What is a distribution agreement?

A distribution agreement is a legal contract between a manufacturer and a distributor. The agreement defines the terms of the relationship between the two parties, including the products being distributed, the territories in which the distributor can sell the products, and the prices at which the distributor can sell the products.

How does a distribution agreement work?

When a manufacturer enters into a distribution agreement, they give a third party the right to sell their products. The distributor is responsible for marketing and selling the products to customers, while the manufacturer is responsible for producing and delivering the products to the distributor.

What are the benefits of a distribution agreement?

Distribution agreements offer several benefits for manufacturers, including:

1. Access to new markets: Distributors can help manufacturers access new markets and reach new customers.

2. Expanded market reach: Distributors can help manufacturers expand their market reach by selling products through retail outlets, online marketplaces, and other channels.

3. Reduced risk: Distributors can help manufacturers reduce their risk by taking on the responsibility of marketing and selling products.

What are the factors to consider before entering into a distribution agreement?

Before entering into a distribution agreement, manufacturers should consider the following factors:

1. Territory: Manufacturers should define the territory in which the distributor can sell their products.

2. Exclusivity: Manufacturers should consider whether they want to grant the distributor exclusivity in the defined territory.

3. Term: Manufacturers should define the term of the agreement, including the start and end dates.

4. Termination: Manufacturers should define the circumstances under which they can terminate the agreement.
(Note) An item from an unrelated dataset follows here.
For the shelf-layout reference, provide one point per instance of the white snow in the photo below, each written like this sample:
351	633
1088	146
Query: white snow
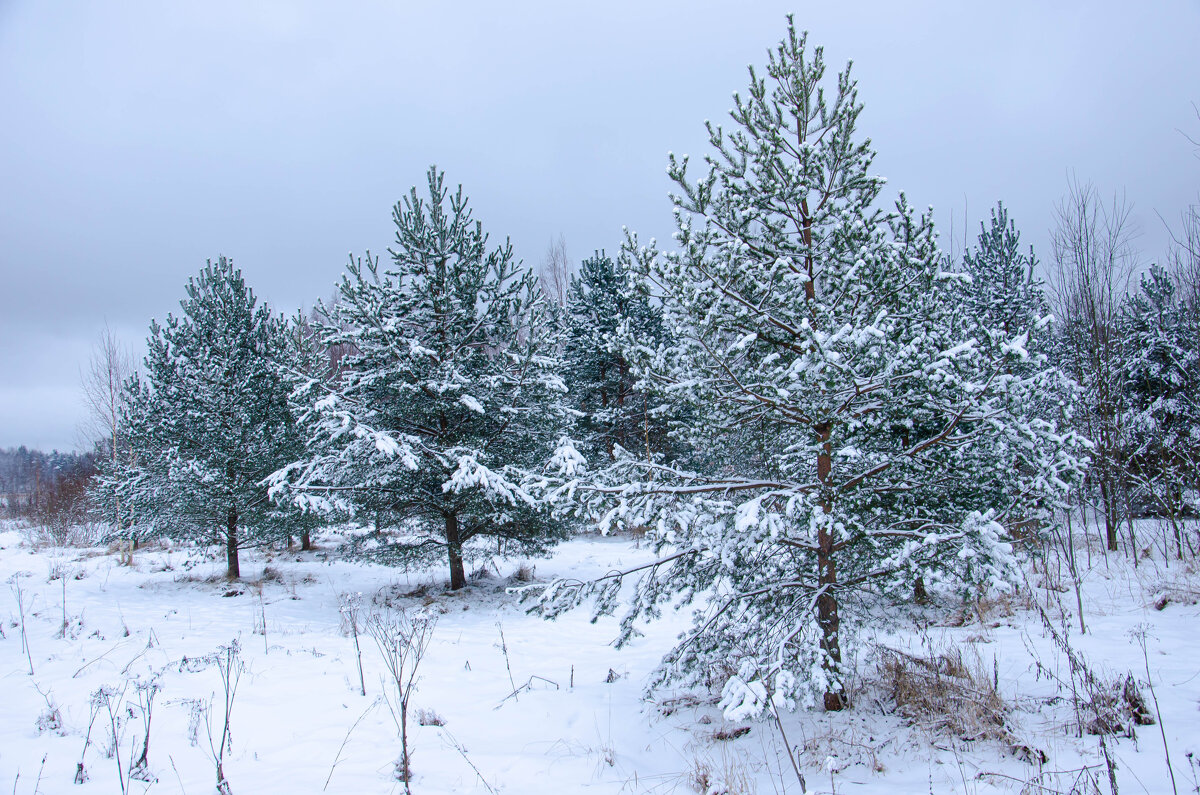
579	723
5. Performance: Manufacturers should define the performance requirements that the distributor must meet, including sales targets and marketing activities.


Distribution agreements are an essential tool for manufacturers looking to expand their market reach and sell their products to a wider audience. By defining the terms of the relationship between the manufacturer and the distributor, these agreements help ensure that both parties understand their rights and responsibilities. By considering the factors outlined in this article, manufacturers can enter into distribution agreements that work for their business and help them grow.